Recently, I attended a professional development conference for business and life coaches. Each of the speakers focused on a different topic, and each spoke in a different style. Some used PowerPoint slides while others spoke without notes. Some were very polished while others were rough around the edges. Sitting in the audience, I was struck by something they all had in common. Each one of them was confident that she was an expert in her chosen field. This confidence translated into a very compelling message that attracted and kept the attention of the audience.
When you own a business, you’re always thinking about ways to stand out from your competitors. As an employee or manager, you wonder what you can do to make your resume or job accomplishments stand out from others with the same job description. I believe that the secret is to have a strong belief in your own self-worth as well as how your skills and expertise are essential to your company or your clients.
When I managed a disaster recovery group at IBM, we felt that our services were essential to help customers prepare for and survive a catastrophic event in their technology platforms. Even though there were many other vendors who provided this service, we were confident that we were the best in the industry in specific areas. We highlighted those in discussions with our clients, and we ensured that we performed above expectations in those areas. Clients who felt that these things were important naturally gravitated to us.
Self-confidence isn’t something that you’re born with. But it certainly is something that you can learn. And the more you practice it, the more confident you will become.
Here are six tips that will help you look -- and feel -- self-confident:
1.) Figure out what you’re good at and capitalize on it. Make a decision to be an expert in one area of your business or job.
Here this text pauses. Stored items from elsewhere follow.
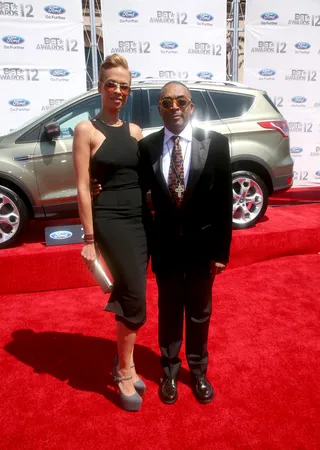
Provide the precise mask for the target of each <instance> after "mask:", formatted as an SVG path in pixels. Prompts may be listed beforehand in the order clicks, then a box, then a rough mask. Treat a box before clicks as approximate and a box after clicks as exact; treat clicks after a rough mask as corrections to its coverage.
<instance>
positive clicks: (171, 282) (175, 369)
mask: <svg viewBox="0 0 320 450" xmlns="http://www.w3.org/2000/svg"><path fill="white" fill-rule="evenodd" d="M157 284H158V290H159V298H158V307H159V328H158V330H159V346H160V351H161V360H160V361H161V365H162V367H163V370H164V376H165V377H167V378H174V379H176V378H177V377H178V374H179V370H180V366H181V360H180V359H179V351H180V347H181V343H182V338H183V312H184V305H183V303H184V274H183V272H182V271H181V272H177V273H173V274H169V273H165V274H157Z"/></svg>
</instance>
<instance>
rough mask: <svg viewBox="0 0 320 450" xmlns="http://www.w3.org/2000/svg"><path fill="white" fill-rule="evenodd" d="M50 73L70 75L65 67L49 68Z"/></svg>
mask: <svg viewBox="0 0 320 450" xmlns="http://www.w3.org/2000/svg"><path fill="white" fill-rule="evenodd" d="M50 75H52V76H53V77H67V76H68V75H70V72H68V71H67V70H66V69H51V70H50Z"/></svg>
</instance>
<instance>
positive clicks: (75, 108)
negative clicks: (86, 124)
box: [46, 95, 101, 139]
mask: <svg viewBox="0 0 320 450" xmlns="http://www.w3.org/2000/svg"><path fill="white" fill-rule="evenodd" d="M100 105H101V99H100V96H99V95H95V96H93V97H90V98H89V99H87V100H84V101H79V102H77V103H74V104H73V105H71V106H68V107H67V108H65V109H64V110H63V111H60V112H59V113H57V114H56V115H55V116H54V117H52V118H51V119H49V120H47V121H46V122H47V123H48V122H58V124H59V125H60V130H61V135H60V138H59V139H70V138H72V137H73V135H74V129H75V127H76V125H78V123H80V122H82V121H83V120H90V119H92V118H93V117H94V116H95V115H97V114H98V113H99V111H100Z"/></svg>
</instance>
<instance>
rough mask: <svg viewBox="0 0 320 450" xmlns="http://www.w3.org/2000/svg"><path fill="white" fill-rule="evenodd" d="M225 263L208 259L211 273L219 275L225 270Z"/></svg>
mask: <svg viewBox="0 0 320 450" xmlns="http://www.w3.org/2000/svg"><path fill="white" fill-rule="evenodd" d="M226 267H227V266H226V264H222V263H218V262H216V261H210V269H211V272H212V274H213V275H219V273H222V272H224V271H225V270H226Z"/></svg>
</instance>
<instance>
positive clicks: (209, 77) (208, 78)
mask: <svg viewBox="0 0 320 450" xmlns="http://www.w3.org/2000/svg"><path fill="white" fill-rule="evenodd" d="M197 76H198V77H199V78H202V79H204V80H211V78H213V73H211V72H199V73H198V74H197Z"/></svg>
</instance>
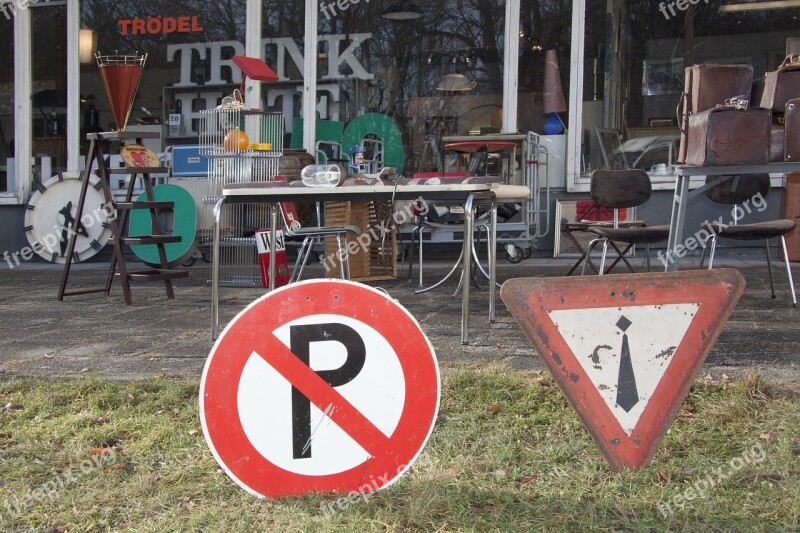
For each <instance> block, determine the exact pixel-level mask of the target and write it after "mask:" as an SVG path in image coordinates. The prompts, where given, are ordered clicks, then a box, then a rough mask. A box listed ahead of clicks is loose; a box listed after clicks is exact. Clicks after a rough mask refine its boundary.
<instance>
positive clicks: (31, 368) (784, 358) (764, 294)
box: [0, 259, 800, 381]
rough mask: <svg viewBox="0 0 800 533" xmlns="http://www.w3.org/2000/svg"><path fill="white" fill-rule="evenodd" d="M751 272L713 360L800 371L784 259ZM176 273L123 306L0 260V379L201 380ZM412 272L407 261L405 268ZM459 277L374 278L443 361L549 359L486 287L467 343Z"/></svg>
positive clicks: (27, 266) (230, 308) (480, 361)
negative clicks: (175, 275) (490, 314)
mask: <svg viewBox="0 0 800 533" xmlns="http://www.w3.org/2000/svg"><path fill="white" fill-rule="evenodd" d="M569 264H570V263H569V261H567V260H548V259H530V260H527V261H525V262H523V263H521V264H520V265H509V264H507V263H505V262H502V261H501V263H500V265H499V268H498V279H499V280H500V281H503V280H505V279H508V278H510V277H520V276H558V275H562V274H563V273H565V272H566V271H567V269H568V267H569ZM737 267H739V268H740V269H741V270H742V273H743V274H744V275H745V278H746V279H747V282H748V287H747V289H746V291H745V294H744V296H743V297H742V300H741V301H740V304H739V306H738V308H737V309H736V311H735V312H734V314H733V316H732V317H731V320H730V322H729V323H728V326H727V328H726V330H725V331H724V332H723V333H722V335H721V336H720V338H719V341H718V343H717V346H716V347H715V349H714V351H713V352H712V354H711V355H710V357H709V360H708V362H707V369H706V372H707V373H711V374H712V375H713V376H714V377H718V376H719V375H721V374H723V373H727V374H728V375H731V376H733V375H737V374H742V373H745V372H748V371H758V372H761V373H763V374H764V375H766V376H768V377H770V378H771V379H776V380H781V381H782V380H794V379H798V378H800V320H799V319H800V311H798V310H794V309H792V306H791V300H790V298H789V292H788V285H787V282H786V277H785V273H784V271H783V270H781V269H778V270H777V271H776V278H777V279H776V282H777V285H778V291H779V293H778V299H777V300H772V298H771V297H770V295H769V282H768V279H767V277H766V272H767V271H766V267H765V266H760V265H757V266H753V265H748V264H746V263H743V262H739V263H737ZM104 268H105V265H104V264H99V263H95V264H88V265H77V266H76V267H75V268H74V270H73V274H72V277H71V278H70V287H71V288H74V287H77V286H80V285H85V286H87V287H91V286H99V284H100V283H101V280H102V277H103V275H104V273H105V270H104ZM446 268H447V266H446V265H445V264H444V263H441V264H439V265H434V266H432V267H428V268H427V270H426V278H427V279H430V280H431V281H433V280H435V279H437V276H441V275H443V274H444V273H445V272H446ZM189 270H190V272H191V275H190V278H189V279H188V280H181V281H178V282H177V283H176V291H175V292H176V296H177V298H176V299H175V300H168V299H167V298H166V296H165V294H164V290H163V284H158V283H150V284H138V285H134V287H133V299H134V304H133V305H132V306H126V305H124V302H123V300H122V294H121V290H120V288H119V286H118V285H115V286H114V288H113V289H112V294H111V296H110V297H106V296H105V295H102V294H93V295H85V296H73V297H69V298H67V299H66V300H65V301H64V302H59V301H57V299H56V294H57V291H58V283H59V280H60V275H61V269H60V268H57V267H54V266H53V265H45V264H41V263H34V264H31V265H25V266H22V267H20V268H17V269H14V270H8V269H5V268H3V269H2V270H0V378H6V379H7V378H10V377H13V376H39V377H45V378H56V377H69V376H79V375H87V374H88V375H92V376H97V377H103V378H111V379H138V378H147V377H153V376H161V375H169V376H180V377H184V378H188V379H199V377H200V375H201V372H202V369H203V365H204V363H205V360H206V357H207V356H208V354H209V352H210V350H211V347H212V342H211V337H210V320H211V313H210V301H211V299H210V289H209V288H208V286H207V283H206V280H207V279H208V277H209V274H208V266H207V265H205V264H201V265H199V266H195V267H192V268H190V269H189ZM404 273H405V272H404ZM456 281H457V280H453V281H452V283H449V284H447V285H446V286H444V287H443V288H440V289H438V290H436V291H432V292H429V293H427V294H424V295H415V294H414V289H415V288H416V284H415V283H410V282H407V281H406V280H405V278H404V277H403V278H401V279H400V280H398V281H396V282H395V281H391V282H384V283H375V284H372V285H374V286H380V287H383V288H384V289H386V290H387V291H388V292H389V294H391V295H392V296H393V297H395V298H397V299H398V301H399V302H400V303H401V304H402V305H404V306H406V307H407V308H408V309H409V311H410V312H411V314H413V315H414V316H415V317H416V318H417V320H418V321H419V322H420V325H421V326H422V329H423V330H424V331H425V333H426V334H427V335H428V337H429V338H430V340H431V343H432V344H433V346H434V348H435V350H436V353H437V356H438V358H439V360H440V362H442V363H445V364H448V363H467V364H475V363H482V362H488V361H503V362H505V363H506V364H508V365H509V366H511V367H513V368H517V369H523V370H543V369H544V367H543V365H542V363H541V362H540V361H539V358H538V356H537V355H536V353H535V352H534V350H533V348H532V347H531V346H530V344H529V342H528V340H527V339H526V338H525V336H524V334H523V333H522V331H521V330H520V328H519V327H518V326H517V324H516V322H515V321H514V320H513V319H512V318H511V316H510V315H509V313H508V312H507V311H506V310H505V308H504V306H503V305H502V302H499V304H498V320H497V322H496V323H494V324H489V322H488V318H487V309H488V291H487V290H486V288H484V289H481V290H474V291H473V312H472V315H471V317H472V318H471V328H470V341H471V343H470V345H469V346H462V345H461V343H460V337H459V331H460V310H461V306H460V299H458V298H453V297H452V294H453V291H454V290H455V288H456ZM221 294H222V305H221V318H222V320H223V323H225V322H227V321H228V320H230V319H231V318H232V317H233V316H235V315H236V314H237V313H238V312H239V311H241V310H242V309H243V308H244V307H245V306H246V305H247V304H249V303H250V302H251V301H253V300H254V299H256V298H258V297H259V296H260V295H262V294H263V290H259V289H223V290H222V292H221Z"/></svg>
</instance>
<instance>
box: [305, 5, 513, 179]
mask: <svg viewBox="0 0 800 533" xmlns="http://www.w3.org/2000/svg"><path fill="white" fill-rule="evenodd" d="M405 4H406V6H407V7H406V10H405V11H404V12H398V11H397V10H396V9H395V8H396V6H398V5H400V4H398V3H397V2H390V1H388V0H387V1H371V2H359V3H358V4H355V5H353V4H346V5H348V6H349V7H348V9H346V10H344V11H342V10H339V9H338V8H336V5H335V4H331V3H330V2H321V3H320V17H319V34H320V44H319V50H317V51H316V53H317V54H318V57H319V65H320V72H319V78H320V83H321V84H322V86H321V87H320V88H321V89H322V90H324V91H327V98H326V97H324V96H323V97H322V98H321V100H320V106H319V107H318V113H319V118H320V119H327V120H331V121H335V122H339V123H341V124H340V126H344V127H345V128H347V130H346V132H355V133H353V134H351V135H348V134H346V135H345V136H344V141H343V142H344V145H343V146H341V152H343V153H344V155H345V156H347V155H348V152H350V151H351V150H352V149H354V148H356V147H357V146H360V147H361V148H363V149H364V150H366V153H365V154H364V157H365V159H366V161H367V165H368V166H370V168H369V170H372V171H375V170H377V169H378V168H380V167H381V166H382V164H387V165H388V166H395V167H397V166H400V167H401V168H402V169H403V173H404V174H407V175H410V174H411V173H413V172H418V171H432V170H437V169H438V167H439V165H440V163H437V161H436V159H437V158H436V157H432V153H433V150H432V148H433V146H434V145H436V146H439V145H440V143H441V139H442V138H445V139H446V138H447V137H448V136H455V135H465V134H468V133H479V132H481V131H484V132H487V131H494V130H493V128H497V127H499V125H498V124H497V116H498V113H497V111H498V110H499V109H500V108H501V106H502V88H503V34H504V24H505V2H504V1H503V0H462V1H460V2H458V5H459V8H458V9H455V6H454V4H453V2H451V1H446V0H434V1H431V2H416V3H405ZM370 113H371V114H376V115H380V116H382V117H384V118H376V116H375V115H372V116H371V117H366V118H364V117H363V115H365V114H370ZM370 121H372V122H373V123H374V124H370V123H369V122H370ZM370 127H377V128H380V129H381V130H382V131H383V133H386V132H388V131H389V130H392V129H396V130H398V131H399V137H400V140H389V142H384V141H386V140H387V136H386V135H383V138H379V137H381V136H380V135H368V134H365V135H360V132H361V130H363V131H364V132H366V131H367V130H369V129H370ZM391 139H394V138H393V137H392V138H391ZM338 148H339V147H337V146H334V145H331V144H328V145H324V144H323V145H322V146H320V151H321V152H324V153H325V155H322V154H321V153H318V154H317V155H318V156H319V157H320V158H324V157H333V158H337V157H340V156H341V155H342V153H341V152H340V153H339V154H337V153H336V150H337V149H338ZM371 161H372V162H374V164H371V163H370V162H371ZM397 162H401V164H399V165H398V164H397Z"/></svg>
2.) Whenever your area of expertise comes up, take a position and share it with others. Don’t sit back and wait to see which direction everyone else is going and then follow along.
3.) Make your points without apologizing. Sit or stand up straight, and speak clearly without mumbling or fumbling around.
4.) Accept compliments graciously. Don’t say things like, “Anyone could have done it,” when in reality, you’ve put a lot of time and effort into the finished product.
5.) Admit mistakes. When you make a bad decision, acknowledge it; share what you’ve learned and move on. Don’t dwell on the bad stuff.
6.) Don’t be overconfident. If you’re an intern, you probably need a little more experience before you apply for the CEO job.